System Tests Can Kill Your Project

Introduction

Automated testing (I’m deliberately ignoring manual testing in this post) has become a hot subject for which many people have strong opinions, especially when unit testing and system testing are involved (integration and component testing seem to be a bit less controversial). The debate, typically, is around what kind of testing is more effective in helping to find and prevent software defects when developing applications. I think each type of automated testing has its place. However, in my experience, too much emphasis on system tests can slow a project down to a crawl or even kill it. This applies to system of all sizes: from small ones developed only by one person, to big distributed systems developed by several geographically distributed teams. The only exceptions I’ve seen were quick throwaway applications, for which often there are very few, if any, smoke tests.

In particular, in the (quite a few) legacy systems I worked on, the difficulty in maintaining and evolving them was never due to the absence of tests per se—system tests, in a way or another, were always present—but the absence of more finely grained ones (e.g., integration tests, component tests, and, especially, unit tests), which made it extremely difficult or impossible to change some parts of those systems safely and in a reasonable amount of time.

In the following sections I’ll explain the reasons in more detail.

The Purpose Of Tests

The reasons for testing a software system can be summarised in two broad points:

  1. Verify that the system does what it is supposed to do, and doesn’t do what it is not supposed to do
  2. Support the development and the evolution of the system

The first point should be obvious as it is what, traditionally, tests are supposed to help with. However, even if that point is very important, I think the second one is more interesting.

Successful software systems, not only change and evolve for as long as they are used, but, nowadays, they are often delivered incrementally with new functionality added with each increment. Therefore development teams need a mechanism to check that they haven’t broken any existing functionality (or any system quality) in the process.

Automated testing, albeit having its limitations (e.g., according to some research, formal code inspections can find more bugs), can be a very convenient technique for that purpose, as it is easier to learn and apply, scales better and is cheaper than other techniques (e.g., formal proofs, and formal code inspections).

However, there are some caveats: in order to help with the development and evolution of the system, the tests need to

  • Be reasonably simple to create—or people will not create enough of them, or, perhaps, create just some easy, but not necessarily high value, ones
  • Provide feedback at the right granularity level—running an entire distributed system to check the implementation of a single class or method is inconvenient, to say the least
  • Easy and fast to run—or they won’t be executed as often as they should be (if at all)

Unfortunately, those are areas were system tests have some serious limitations.

Some Limitations of System Tests

System tests are very useful—some qualities, like performance, scalability, usability, and other qualities, are, in many cases, better tested at the system level—however:

  1. They can be quite complicated to setup and run, especially for distributed systems
  2. They can be very slow, making the feedback loop quite long and the implementation of changes in the system very time consuming
  3. They may be very difficult or even impossible to run on a developer’s machine.
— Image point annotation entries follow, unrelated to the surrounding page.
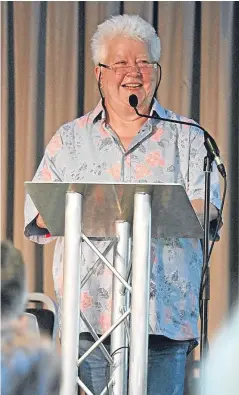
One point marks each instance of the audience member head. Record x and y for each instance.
(13, 283)
(29, 365)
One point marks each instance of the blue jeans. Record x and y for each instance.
(166, 368)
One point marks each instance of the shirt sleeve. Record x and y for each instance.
(196, 179)
(48, 170)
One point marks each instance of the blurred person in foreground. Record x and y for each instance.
(113, 144)
(29, 365)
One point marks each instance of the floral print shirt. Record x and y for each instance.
(87, 149)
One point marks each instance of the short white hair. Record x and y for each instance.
(132, 26)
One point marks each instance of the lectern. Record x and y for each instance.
(128, 214)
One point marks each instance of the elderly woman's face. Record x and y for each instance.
(118, 87)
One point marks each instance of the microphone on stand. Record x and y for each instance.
(209, 142)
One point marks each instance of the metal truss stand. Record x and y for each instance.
(121, 212)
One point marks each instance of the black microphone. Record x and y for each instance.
(209, 142)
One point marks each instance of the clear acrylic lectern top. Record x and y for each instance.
(104, 203)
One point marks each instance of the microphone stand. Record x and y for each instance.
(212, 154)
(205, 295)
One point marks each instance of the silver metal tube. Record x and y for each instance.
(106, 262)
(118, 338)
(140, 295)
(103, 337)
(96, 337)
(71, 298)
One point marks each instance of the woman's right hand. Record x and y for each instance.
(40, 222)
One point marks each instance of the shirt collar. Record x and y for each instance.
(99, 112)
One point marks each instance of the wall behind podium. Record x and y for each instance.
(48, 79)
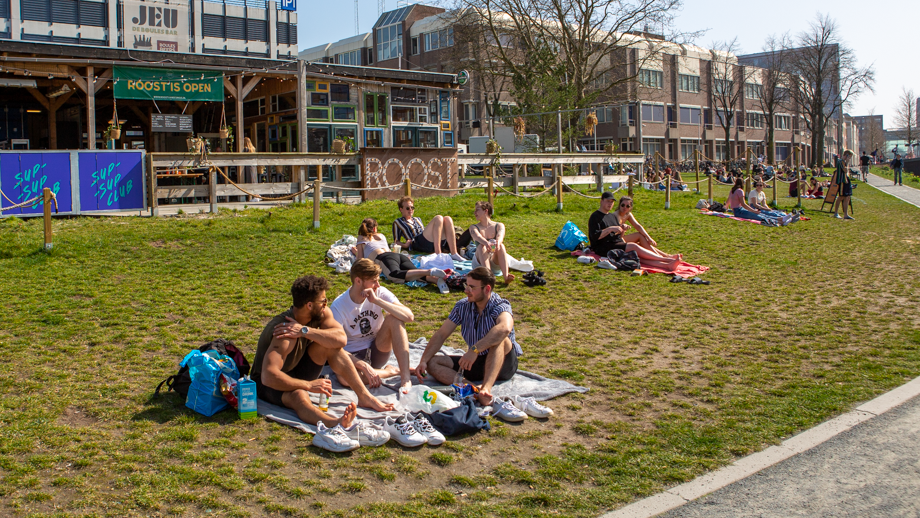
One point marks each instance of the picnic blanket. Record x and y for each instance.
(684, 269)
(521, 384)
In those cases they are often run in a shared test environment, forcing the members of the development teams to work serially, therefore slowing everybody down
  4. They don’t scale well compared to other kinds of automated tests. Increasing their number will slow down the testing cycle considerably (and running them in parallel might be infeasible or will just solve the problem for a limited time)
  5. They are unhelpful in pinpointing the hiding places of bugs found in production (even if they can be very useful in reproducing the bugs in the first place)
  6. Their coarse-grained nature makes them unsuitable for checking that a single component, class, function, or method has been implemented correctly.

The last point is probably the most important one—and missed by many, who tend to focus on execution speed instead. Big systems are composed of smaller components, which, in turn, are composed of smaller components, and so on and so forth until we reach class, function and method levels.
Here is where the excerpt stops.